VATICAN CITY, JAN. 16, 2009 (Zenit.org).- Build relationships with the state authorities so as to enable Christians to better fulfill their mission, Benedict XVI urged Iranian Church leaders.
The Pope said this today to the members of the episcopal conference of Iran, in Rome for their five-yearly visit.
He recognized “the richness of unity in the diversity that exists” in the Church in Iran, which includes three communities: Armenian, Chaldean and Latin.
The Holy Father affirmed that “the Catholic Church never ceases to give encouragement to those concerned for the common good and peace among nations. For its part neither will Iran, a bridge between the Middle East and sub-continental Asia, cease to fulfill this vocation.”
He recognized the work of the Catholic Church within Iran: priests and religious caring for the spiritual needs of the people, Christians helping the elderly and the needy, collaboration in the work to rebuild the earthquake-stricken region of Bam, and the faithful whose presence is as “yeast in the dough.”
The Pontiff encouraged the faithful to “continue steadfast in the faith of their fathers and to remain rooted in their land, so as to collaborate in the development of the nation.”
He spoke of the need to develop harmonious relationships with the public institutions of Iran, which “with the grace of God, will certainly become more profound and enable the [Christian] communities better to carry out their ecclesial mission, while upholding mutual respect for the good of all.”
Benedict XVI added: “I invite you to promote all initiatives that may favor better reciprocal knowledge.
“Two avenues can be explored: cultural dialogue, which is the centuries-old richness of Iran, and charity. The latter will illuminate the former and will be its motor.
“In order to bring about this objective, and above all for the spiritual progress of the faithful, it is necessary to send workers that sow and harvest: priests and religious.”
He recognized the need to encourage vocations, and to support the work of priests and religious by the “creation of a bilateral commission with the state authorities” that will allow the development of “relations and mutual understanding between the Islamic Republic of Iran and the Catholic Church.”
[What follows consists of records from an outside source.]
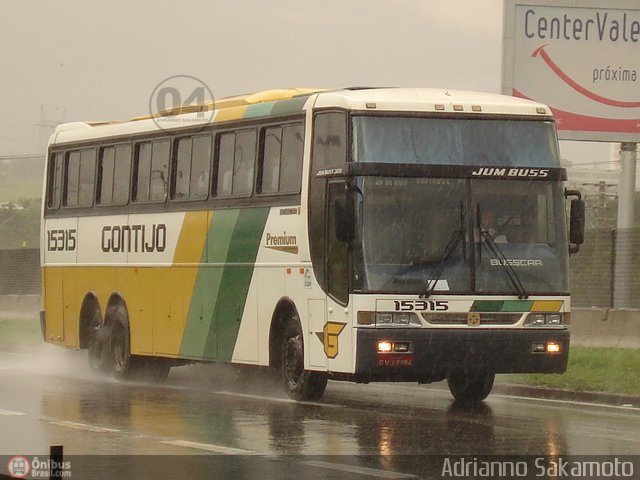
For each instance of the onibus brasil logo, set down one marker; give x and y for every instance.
(22, 467)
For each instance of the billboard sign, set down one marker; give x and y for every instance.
(582, 58)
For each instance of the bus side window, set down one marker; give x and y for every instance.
(114, 172)
(270, 164)
(159, 170)
(291, 162)
(226, 148)
(122, 174)
(151, 167)
(329, 141)
(55, 180)
(192, 163)
(106, 164)
(142, 172)
(87, 177)
(182, 168)
(281, 162)
(235, 163)
(200, 167)
(243, 162)
(71, 178)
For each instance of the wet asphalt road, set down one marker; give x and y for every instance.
(206, 422)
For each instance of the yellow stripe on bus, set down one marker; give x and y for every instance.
(547, 306)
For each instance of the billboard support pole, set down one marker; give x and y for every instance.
(623, 271)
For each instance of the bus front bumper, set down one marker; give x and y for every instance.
(427, 355)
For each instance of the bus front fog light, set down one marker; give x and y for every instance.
(554, 319)
(553, 347)
(539, 319)
(539, 348)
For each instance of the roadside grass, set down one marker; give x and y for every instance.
(20, 332)
(612, 370)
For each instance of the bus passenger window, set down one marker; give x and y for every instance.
(72, 174)
(236, 159)
(55, 180)
(200, 166)
(291, 162)
(225, 164)
(159, 170)
(142, 171)
(87, 177)
(122, 174)
(281, 163)
(244, 160)
(270, 174)
(183, 168)
(106, 166)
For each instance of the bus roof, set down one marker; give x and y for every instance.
(292, 100)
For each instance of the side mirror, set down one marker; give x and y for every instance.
(576, 222)
(343, 221)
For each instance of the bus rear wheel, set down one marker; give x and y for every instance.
(470, 387)
(300, 384)
(97, 348)
(124, 365)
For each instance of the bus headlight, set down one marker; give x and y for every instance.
(397, 319)
(536, 319)
(388, 319)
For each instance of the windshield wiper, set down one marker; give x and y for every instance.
(456, 237)
(454, 241)
(493, 247)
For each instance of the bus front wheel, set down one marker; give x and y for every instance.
(470, 387)
(300, 384)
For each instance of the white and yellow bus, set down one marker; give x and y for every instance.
(359, 234)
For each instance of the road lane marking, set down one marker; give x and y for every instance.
(569, 402)
(209, 447)
(370, 472)
(274, 399)
(10, 413)
(84, 426)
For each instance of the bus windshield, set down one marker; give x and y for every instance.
(442, 141)
(418, 235)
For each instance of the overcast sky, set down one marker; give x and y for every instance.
(99, 60)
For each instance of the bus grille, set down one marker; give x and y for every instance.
(461, 318)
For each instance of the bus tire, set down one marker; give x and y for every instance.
(154, 370)
(123, 365)
(300, 384)
(470, 387)
(98, 348)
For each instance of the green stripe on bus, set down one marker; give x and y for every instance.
(258, 110)
(236, 279)
(486, 306)
(502, 306)
(517, 306)
(289, 106)
(199, 320)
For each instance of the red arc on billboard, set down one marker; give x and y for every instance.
(540, 51)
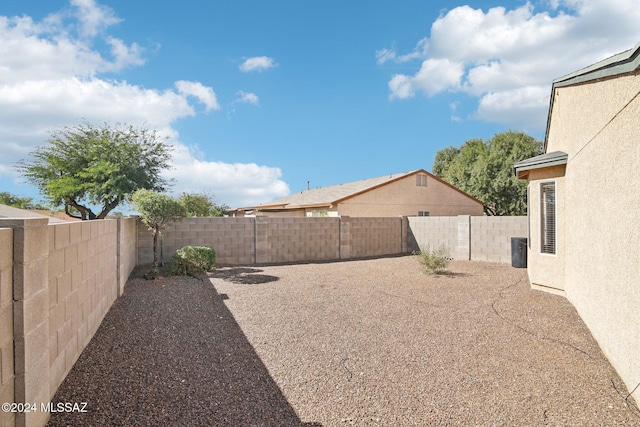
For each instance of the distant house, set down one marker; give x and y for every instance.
(16, 213)
(584, 205)
(416, 193)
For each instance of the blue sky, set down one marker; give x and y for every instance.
(260, 97)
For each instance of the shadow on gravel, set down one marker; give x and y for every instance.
(169, 352)
(243, 275)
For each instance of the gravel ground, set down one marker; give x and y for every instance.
(373, 342)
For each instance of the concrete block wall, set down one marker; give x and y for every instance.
(83, 284)
(57, 282)
(30, 315)
(491, 237)
(290, 239)
(6, 324)
(475, 238)
(432, 232)
(264, 240)
(376, 236)
(127, 246)
(232, 238)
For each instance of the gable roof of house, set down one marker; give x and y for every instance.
(16, 213)
(616, 65)
(334, 194)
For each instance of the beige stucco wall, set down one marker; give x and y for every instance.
(547, 271)
(404, 197)
(597, 125)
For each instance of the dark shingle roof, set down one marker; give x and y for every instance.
(325, 196)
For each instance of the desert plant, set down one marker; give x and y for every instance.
(192, 260)
(434, 261)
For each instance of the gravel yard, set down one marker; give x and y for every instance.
(371, 342)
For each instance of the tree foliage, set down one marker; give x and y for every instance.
(200, 204)
(9, 199)
(102, 166)
(157, 211)
(484, 169)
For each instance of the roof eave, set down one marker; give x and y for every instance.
(622, 63)
(556, 158)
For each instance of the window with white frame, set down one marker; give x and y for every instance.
(548, 218)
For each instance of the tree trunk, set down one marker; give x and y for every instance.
(155, 248)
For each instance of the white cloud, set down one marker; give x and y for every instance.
(248, 98)
(509, 58)
(238, 184)
(435, 75)
(202, 93)
(50, 78)
(384, 55)
(257, 63)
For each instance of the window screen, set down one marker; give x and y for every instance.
(548, 217)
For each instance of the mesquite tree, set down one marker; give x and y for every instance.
(157, 211)
(85, 166)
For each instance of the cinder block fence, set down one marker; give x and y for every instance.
(58, 281)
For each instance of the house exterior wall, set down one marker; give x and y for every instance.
(404, 198)
(546, 272)
(597, 125)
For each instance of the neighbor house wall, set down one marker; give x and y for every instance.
(597, 125)
(404, 198)
(6, 324)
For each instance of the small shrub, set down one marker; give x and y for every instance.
(434, 261)
(191, 260)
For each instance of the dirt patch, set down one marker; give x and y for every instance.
(373, 342)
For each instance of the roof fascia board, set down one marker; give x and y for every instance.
(622, 63)
(557, 158)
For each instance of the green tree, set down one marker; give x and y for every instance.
(9, 199)
(157, 211)
(200, 204)
(101, 166)
(484, 169)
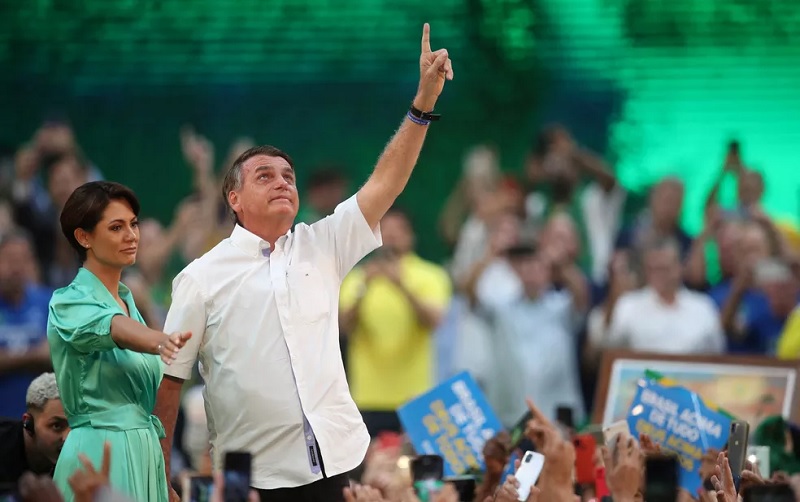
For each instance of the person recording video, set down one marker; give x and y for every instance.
(34, 442)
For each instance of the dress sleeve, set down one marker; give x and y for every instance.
(81, 320)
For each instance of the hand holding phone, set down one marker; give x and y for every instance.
(528, 473)
(585, 450)
(237, 476)
(427, 472)
(737, 449)
(611, 432)
(661, 478)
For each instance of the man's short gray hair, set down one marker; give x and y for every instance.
(43, 388)
(233, 177)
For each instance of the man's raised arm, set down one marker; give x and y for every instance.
(397, 161)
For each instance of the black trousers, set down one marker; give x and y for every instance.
(327, 489)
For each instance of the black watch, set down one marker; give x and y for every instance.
(424, 115)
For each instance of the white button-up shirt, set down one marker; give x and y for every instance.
(265, 328)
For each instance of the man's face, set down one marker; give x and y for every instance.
(534, 272)
(754, 244)
(51, 429)
(397, 233)
(663, 270)
(268, 192)
(16, 266)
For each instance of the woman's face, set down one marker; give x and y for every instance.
(115, 240)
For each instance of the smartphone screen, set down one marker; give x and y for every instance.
(564, 416)
(661, 478)
(737, 449)
(768, 493)
(197, 489)
(427, 472)
(518, 431)
(237, 476)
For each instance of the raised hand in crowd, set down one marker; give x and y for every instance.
(508, 492)
(723, 480)
(624, 469)
(87, 482)
(555, 481)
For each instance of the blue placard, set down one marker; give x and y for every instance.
(453, 420)
(678, 420)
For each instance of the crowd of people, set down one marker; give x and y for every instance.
(550, 268)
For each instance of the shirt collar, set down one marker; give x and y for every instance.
(249, 242)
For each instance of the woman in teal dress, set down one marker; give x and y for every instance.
(107, 361)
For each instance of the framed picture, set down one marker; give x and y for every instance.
(749, 388)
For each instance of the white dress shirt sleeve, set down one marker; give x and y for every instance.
(347, 235)
(187, 313)
(619, 329)
(714, 342)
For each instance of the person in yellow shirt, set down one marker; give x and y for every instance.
(389, 309)
(789, 342)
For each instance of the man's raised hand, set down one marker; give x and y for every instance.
(434, 68)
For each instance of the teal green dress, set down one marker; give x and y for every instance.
(108, 392)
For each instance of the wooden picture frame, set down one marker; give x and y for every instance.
(749, 387)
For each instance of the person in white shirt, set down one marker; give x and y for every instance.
(665, 317)
(262, 306)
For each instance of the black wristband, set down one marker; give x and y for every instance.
(432, 117)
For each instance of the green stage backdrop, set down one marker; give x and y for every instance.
(658, 86)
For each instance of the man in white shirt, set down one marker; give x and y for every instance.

The Pope addressed the migration issue, and urged the prelates to “give particular help to the faithful who live in Iran, inviting them to remain in contact with relatives who have chosen a different destiny, that they may maintain their identity and their ancestral faith.”
He continued: “The road before you is long and requires perseverance and patience. The example of God, patient and merciful with his people, will serve as a model and help you find the space necessary for dialogue.
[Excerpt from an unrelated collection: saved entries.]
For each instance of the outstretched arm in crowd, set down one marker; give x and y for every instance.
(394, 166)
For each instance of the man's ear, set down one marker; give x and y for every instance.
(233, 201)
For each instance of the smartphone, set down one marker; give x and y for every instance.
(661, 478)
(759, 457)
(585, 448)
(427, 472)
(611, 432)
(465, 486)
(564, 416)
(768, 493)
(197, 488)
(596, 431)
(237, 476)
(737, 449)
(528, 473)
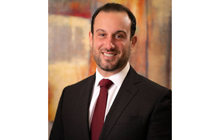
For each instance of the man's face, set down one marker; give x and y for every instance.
(110, 42)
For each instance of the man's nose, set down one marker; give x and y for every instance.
(110, 43)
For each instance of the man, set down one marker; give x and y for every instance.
(135, 108)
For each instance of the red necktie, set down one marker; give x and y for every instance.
(99, 113)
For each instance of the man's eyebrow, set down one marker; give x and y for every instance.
(120, 32)
(100, 30)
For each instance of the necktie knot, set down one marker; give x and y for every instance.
(105, 83)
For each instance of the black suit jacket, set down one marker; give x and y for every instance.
(140, 111)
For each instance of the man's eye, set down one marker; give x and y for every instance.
(118, 36)
(102, 35)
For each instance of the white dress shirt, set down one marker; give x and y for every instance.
(117, 80)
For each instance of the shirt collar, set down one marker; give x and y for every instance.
(117, 78)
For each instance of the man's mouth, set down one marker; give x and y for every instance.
(108, 55)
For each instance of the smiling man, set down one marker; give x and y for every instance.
(115, 103)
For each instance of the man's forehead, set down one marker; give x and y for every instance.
(117, 20)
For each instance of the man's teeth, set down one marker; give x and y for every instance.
(108, 55)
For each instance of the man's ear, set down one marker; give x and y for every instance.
(90, 38)
(133, 41)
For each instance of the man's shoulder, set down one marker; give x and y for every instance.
(83, 82)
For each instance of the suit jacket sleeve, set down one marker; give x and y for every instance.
(57, 129)
(160, 122)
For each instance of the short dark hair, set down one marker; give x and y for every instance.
(115, 7)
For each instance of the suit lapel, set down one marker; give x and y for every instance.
(124, 96)
(83, 106)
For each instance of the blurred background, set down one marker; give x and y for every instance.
(70, 59)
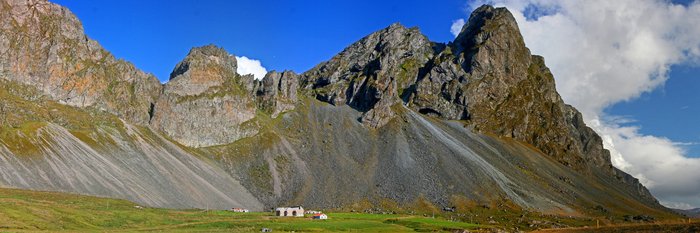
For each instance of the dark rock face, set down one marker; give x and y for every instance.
(206, 102)
(372, 74)
(44, 45)
(277, 92)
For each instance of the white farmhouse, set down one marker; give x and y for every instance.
(294, 211)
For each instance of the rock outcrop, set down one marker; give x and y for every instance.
(372, 74)
(206, 102)
(44, 45)
(277, 92)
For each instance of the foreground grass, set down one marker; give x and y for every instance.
(22, 210)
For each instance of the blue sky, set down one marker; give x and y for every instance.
(298, 35)
(660, 118)
(670, 111)
(295, 35)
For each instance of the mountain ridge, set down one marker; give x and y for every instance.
(483, 98)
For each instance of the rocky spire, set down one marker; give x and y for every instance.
(206, 102)
(371, 74)
(44, 46)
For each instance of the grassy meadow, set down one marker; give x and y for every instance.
(28, 211)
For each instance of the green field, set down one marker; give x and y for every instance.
(22, 211)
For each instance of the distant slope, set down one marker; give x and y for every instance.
(393, 121)
(61, 148)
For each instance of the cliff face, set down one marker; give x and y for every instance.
(206, 102)
(406, 118)
(43, 45)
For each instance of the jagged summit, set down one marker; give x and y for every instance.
(392, 118)
(201, 57)
(44, 45)
(203, 68)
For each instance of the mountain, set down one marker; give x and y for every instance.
(392, 121)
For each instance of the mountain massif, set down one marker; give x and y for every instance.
(393, 118)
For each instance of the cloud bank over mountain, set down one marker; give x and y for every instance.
(606, 52)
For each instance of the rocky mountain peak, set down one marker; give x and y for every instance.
(44, 46)
(371, 74)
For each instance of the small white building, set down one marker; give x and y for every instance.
(313, 212)
(294, 211)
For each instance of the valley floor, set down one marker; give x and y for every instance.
(29, 211)
(33, 211)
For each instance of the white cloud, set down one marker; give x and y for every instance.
(606, 52)
(456, 27)
(250, 66)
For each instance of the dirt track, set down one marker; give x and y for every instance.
(652, 227)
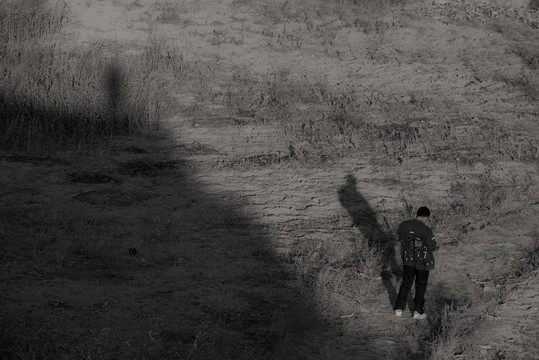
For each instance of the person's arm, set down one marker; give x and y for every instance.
(431, 241)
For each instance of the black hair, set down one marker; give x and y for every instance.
(423, 212)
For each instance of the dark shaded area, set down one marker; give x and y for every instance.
(244, 305)
(364, 218)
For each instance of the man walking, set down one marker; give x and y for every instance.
(417, 245)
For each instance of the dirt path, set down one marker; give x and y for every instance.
(201, 242)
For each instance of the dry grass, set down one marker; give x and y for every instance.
(54, 97)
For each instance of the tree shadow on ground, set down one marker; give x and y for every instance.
(364, 218)
(156, 265)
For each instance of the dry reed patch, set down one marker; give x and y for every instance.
(53, 97)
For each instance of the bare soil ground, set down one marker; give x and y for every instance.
(229, 236)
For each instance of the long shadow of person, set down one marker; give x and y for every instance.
(364, 218)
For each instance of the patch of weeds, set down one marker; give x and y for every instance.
(92, 178)
(149, 168)
(529, 55)
(169, 12)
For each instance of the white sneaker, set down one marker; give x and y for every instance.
(419, 316)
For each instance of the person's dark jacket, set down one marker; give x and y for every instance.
(417, 244)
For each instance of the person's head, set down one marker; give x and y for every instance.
(423, 214)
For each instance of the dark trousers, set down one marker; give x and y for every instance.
(421, 279)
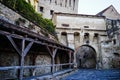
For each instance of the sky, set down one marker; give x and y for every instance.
(93, 7)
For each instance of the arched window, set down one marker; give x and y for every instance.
(95, 39)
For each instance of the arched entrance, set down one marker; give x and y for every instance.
(86, 57)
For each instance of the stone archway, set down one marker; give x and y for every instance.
(86, 57)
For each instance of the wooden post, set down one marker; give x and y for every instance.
(22, 52)
(52, 53)
(69, 59)
(22, 60)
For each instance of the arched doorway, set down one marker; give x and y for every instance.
(86, 57)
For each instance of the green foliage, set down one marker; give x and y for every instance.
(27, 10)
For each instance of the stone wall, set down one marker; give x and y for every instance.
(8, 59)
(15, 18)
(110, 55)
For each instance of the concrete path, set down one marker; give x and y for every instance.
(92, 74)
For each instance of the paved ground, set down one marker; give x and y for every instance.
(92, 74)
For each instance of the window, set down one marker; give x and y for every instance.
(41, 9)
(65, 25)
(51, 12)
(69, 2)
(86, 26)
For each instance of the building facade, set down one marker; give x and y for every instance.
(95, 38)
(81, 32)
(111, 47)
(48, 7)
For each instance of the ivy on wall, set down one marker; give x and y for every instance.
(27, 10)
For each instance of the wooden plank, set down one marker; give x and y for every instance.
(14, 45)
(22, 60)
(27, 48)
(30, 67)
(49, 51)
(54, 52)
(70, 58)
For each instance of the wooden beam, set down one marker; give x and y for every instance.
(22, 60)
(27, 48)
(49, 51)
(35, 41)
(14, 44)
(70, 58)
(54, 52)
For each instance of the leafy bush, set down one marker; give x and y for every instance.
(27, 10)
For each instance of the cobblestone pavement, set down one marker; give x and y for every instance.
(92, 74)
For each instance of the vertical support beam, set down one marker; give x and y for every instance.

“Your Churches are heirs to a noble tradition and to a long Christian presence in Iran.
“They have, each it its own way, contributed to the life and development of the nation, and they wish to continue their efforts in the service of Iran, while conserving their own identity and freely living their faith.”
Christians and other non-Muslim religions make up only about 2% of Iran’s population of nearly 66 million. The nation has six dioceses or archdioceses.